Without further a due we would like to talk about the great Indian circus “elections”.
Anti-incumbency is something which people tend to highlight whenever elections happen in India. It has become almost a trend to blame anti-incumbency whenever an incumbent loses an election. However, people start looking for plausible reasons when an incumbent party storms back to power. The question is, does anti-incumbency reflect the mood of the electorate or not?
First let's explain the term, Anti-incumbency is a term coined in India. It is used frequently during elections and refers to the dissatisfaction of people over the unfulfillment of the promises made by the party/coalition parties before the elections.
But answering the question. So long the work done is as per the aspirations of the subjects the incumbency may not be an issue, but the moment electorate realises that there is misuse and abuse of power due to prolonged stay in power, people may vote for anti-incumbency. however, in developed countries, anti-incumbency becomes a reason as people believe in change and they believe change is to be brought for better. A naive optimism and public trust in politicians led to repeated re-election of incumbents in the early phase of the republic, followed by frustration and anger leading to incumbents being voted out furiously. The pro-incumbency period transitioned to anti-incumbency in 1977 and continued until 2002.
Talking of Electronic Voting Machines, the population is supremely confident that they cannot be tampered with. In a different context, they point out one hazard — the machines are fixed to particular booths, the political leaning of which will be revealed at counting. Paper ballots from all booths were mixed before counting in the pre-EVM days. For instance, between 1952 and 1998, paper ballots in Indian elections cost at least a million trees. How many trees have been saved after India moved to electronic voting machines?

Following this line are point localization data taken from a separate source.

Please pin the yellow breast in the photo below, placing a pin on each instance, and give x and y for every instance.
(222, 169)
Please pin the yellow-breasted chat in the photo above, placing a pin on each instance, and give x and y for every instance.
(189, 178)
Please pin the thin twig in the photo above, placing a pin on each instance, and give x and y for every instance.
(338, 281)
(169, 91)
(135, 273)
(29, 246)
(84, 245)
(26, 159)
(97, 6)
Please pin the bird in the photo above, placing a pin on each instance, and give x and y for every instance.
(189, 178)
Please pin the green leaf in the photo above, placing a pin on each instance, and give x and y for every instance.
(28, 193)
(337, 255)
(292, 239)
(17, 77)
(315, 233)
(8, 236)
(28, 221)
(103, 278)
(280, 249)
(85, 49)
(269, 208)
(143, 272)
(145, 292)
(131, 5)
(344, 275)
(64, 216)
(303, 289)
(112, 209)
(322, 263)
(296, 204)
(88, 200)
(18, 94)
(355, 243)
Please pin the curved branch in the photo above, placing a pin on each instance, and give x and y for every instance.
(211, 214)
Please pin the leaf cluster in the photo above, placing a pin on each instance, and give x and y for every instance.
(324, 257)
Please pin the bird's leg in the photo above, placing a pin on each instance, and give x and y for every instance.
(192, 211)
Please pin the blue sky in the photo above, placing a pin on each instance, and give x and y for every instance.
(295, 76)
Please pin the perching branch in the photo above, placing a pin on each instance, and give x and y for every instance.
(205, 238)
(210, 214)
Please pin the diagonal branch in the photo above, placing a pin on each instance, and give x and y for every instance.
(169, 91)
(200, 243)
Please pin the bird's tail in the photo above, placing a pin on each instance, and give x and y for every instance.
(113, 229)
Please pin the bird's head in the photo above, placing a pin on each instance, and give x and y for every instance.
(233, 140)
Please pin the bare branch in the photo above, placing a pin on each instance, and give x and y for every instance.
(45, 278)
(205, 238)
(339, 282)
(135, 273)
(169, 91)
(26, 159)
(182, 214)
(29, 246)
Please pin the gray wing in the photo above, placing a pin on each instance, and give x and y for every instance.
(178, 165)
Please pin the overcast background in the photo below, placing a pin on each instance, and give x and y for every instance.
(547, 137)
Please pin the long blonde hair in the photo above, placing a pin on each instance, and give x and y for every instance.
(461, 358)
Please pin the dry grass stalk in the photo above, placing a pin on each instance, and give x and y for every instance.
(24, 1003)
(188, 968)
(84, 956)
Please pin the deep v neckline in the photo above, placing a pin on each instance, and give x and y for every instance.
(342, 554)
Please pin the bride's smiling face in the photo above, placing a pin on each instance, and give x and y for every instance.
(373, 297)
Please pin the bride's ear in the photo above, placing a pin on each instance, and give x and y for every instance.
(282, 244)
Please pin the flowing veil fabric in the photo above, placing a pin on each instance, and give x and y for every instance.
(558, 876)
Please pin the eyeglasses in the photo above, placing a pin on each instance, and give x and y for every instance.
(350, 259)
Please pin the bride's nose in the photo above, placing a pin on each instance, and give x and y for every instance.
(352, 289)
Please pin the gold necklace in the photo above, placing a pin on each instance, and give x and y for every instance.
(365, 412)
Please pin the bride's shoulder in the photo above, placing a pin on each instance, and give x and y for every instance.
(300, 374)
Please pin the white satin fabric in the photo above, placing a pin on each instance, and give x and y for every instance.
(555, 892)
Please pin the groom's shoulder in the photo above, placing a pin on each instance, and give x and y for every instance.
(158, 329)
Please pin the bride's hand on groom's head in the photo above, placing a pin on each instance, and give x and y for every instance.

Now we are living in the Fifty-Fifty Era, , which is not pro- or anti-incumbency. It offers a qualitative explanation for this phenomenon — governments which perform are re-elected and those that don’t are rejected.
Voters, now smarter, see through all that ostentatious showmanship (of politicians)... What is more important for the electorate’s vote is that the leader must be a ‘doer’, and indeed, a quietly competent administrator is preferable to just flamboyance. Shivraj Singh Chouhan of Madhya Pradesh, Manik Sarkar of Tripura and Narendra Modi in Gujarat are examples cited in this context.

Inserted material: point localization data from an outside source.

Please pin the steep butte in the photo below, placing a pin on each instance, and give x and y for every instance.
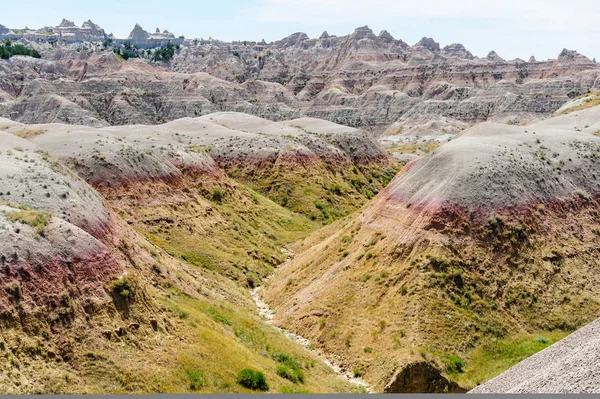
(568, 366)
(31, 177)
(356, 80)
(480, 240)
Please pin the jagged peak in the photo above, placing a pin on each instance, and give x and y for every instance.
(384, 34)
(363, 29)
(65, 23)
(493, 56)
(455, 46)
(428, 43)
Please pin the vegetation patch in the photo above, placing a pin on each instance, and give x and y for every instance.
(253, 379)
(495, 356)
(289, 368)
(7, 50)
(37, 219)
(125, 287)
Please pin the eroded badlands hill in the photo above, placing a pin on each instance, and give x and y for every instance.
(361, 79)
(466, 257)
(140, 284)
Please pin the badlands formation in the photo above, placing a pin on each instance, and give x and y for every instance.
(142, 199)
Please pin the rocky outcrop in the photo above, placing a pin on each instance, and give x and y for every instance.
(141, 38)
(421, 377)
(472, 242)
(357, 80)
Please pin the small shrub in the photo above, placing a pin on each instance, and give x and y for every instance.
(124, 286)
(454, 364)
(541, 340)
(197, 379)
(253, 379)
(38, 220)
(287, 373)
(217, 195)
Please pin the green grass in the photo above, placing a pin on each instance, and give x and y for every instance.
(494, 357)
(241, 238)
(226, 339)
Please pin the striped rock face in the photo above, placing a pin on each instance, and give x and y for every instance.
(492, 234)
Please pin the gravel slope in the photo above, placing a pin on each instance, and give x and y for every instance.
(569, 366)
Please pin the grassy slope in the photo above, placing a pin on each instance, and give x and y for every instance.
(323, 192)
(221, 226)
(442, 298)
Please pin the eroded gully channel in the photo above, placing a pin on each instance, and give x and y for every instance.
(329, 359)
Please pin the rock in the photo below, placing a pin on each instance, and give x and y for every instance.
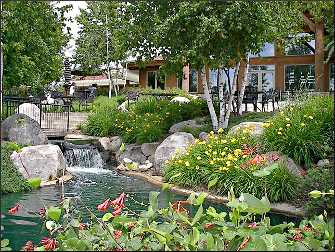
(132, 152)
(180, 99)
(124, 105)
(255, 127)
(273, 156)
(151, 159)
(168, 147)
(110, 143)
(179, 127)
(149, 149)
(323, 163)
(127, 161)
(29, 109)
(203, 136)
(44, 161)
(23, 130)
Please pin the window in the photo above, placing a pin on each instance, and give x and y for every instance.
(299, 77)
(155, 81)
(267, 51)
(193, 81)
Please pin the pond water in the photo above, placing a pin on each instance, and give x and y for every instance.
(92, 185)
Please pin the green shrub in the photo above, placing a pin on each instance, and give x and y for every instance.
(226, 161)
(148, 119)
(320, 179)
(11, 178)
(303, 131)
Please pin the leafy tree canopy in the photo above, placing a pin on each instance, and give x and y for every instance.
(33, 39)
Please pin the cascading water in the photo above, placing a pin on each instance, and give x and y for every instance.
(83, 159)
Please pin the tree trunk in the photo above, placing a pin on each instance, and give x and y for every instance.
(209, 100)
(243, 85)
(221, 98)
(231, 96)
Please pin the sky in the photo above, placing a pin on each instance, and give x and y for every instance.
(77, 5)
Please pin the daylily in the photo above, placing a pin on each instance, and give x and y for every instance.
(117, 234)
(104, 206)
(48, 243)
(119, 201)
(14, 210)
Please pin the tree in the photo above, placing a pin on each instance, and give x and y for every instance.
(33, 39)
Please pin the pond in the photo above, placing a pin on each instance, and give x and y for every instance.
(92, 185)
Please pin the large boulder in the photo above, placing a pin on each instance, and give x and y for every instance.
(177, 141)
(44, 161)
(179, 127)
(30, 110)
(23, 130)
(256, 128)
(132, 152)
(148, 149)
(110, 143)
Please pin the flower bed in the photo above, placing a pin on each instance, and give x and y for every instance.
(226, 161)
(303, 131)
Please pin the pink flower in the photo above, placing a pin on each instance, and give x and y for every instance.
(104, 206)
(48, 243)
(117, 234)
(119, 201)
(252, 225)
(14, 210)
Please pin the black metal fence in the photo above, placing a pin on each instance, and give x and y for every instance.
(54, 117)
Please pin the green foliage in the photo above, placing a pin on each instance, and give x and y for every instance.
(11, 178)
(147, 120)
(175, 228)
(320, 179)
(35, 183)
(304, 131)
(224, 162)
(32, 53)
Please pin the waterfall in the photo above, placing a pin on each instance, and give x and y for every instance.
(79, 159)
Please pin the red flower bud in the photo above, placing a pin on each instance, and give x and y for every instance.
(14, 210)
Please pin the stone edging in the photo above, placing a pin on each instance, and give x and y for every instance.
(64, 178)
(283, 208)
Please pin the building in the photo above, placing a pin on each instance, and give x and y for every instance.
(275, 67)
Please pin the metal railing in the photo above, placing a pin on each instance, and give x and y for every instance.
(54, 117)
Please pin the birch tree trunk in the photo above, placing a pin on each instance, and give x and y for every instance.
(243, 85)
(221, 98)
(209, 100)
(231, 96)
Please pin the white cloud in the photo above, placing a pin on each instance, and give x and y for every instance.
(77, 5)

You can see why India might be seen as a dream for pollsters. Landslides are the easiest to predict and Indian elections have arguably the highest record of landslide results:over 75 percent of Lok Sabha elections in India have been landslides. A landslide result is a dream for pollsters. On the other hand, the amazing heterogeneity across India makes sampling and polling more complex than in most countries around the world.
It’s worth mentioning one common factor throughout India: The Universal Smile. An answer we have always got when asking the voters the question ‘who would you vote for’ we have always received a smile, a big disarming smile a smile worth a thousand thoughts.
With the lower house(State assemblies) and the centre(Lok Sabha) being the chambers that have have direct elections, opinion polls are only conducted for Lower House elections. From the first elections in 1952 to the latest elections in December 2018, India has had 392 in all,16 in Lok Sabha and 376 to the state assemblies.
While India as a republic is nearly seven decades old ,a vigorous opinion polling for elections is of much more recent vintage only four decades ago.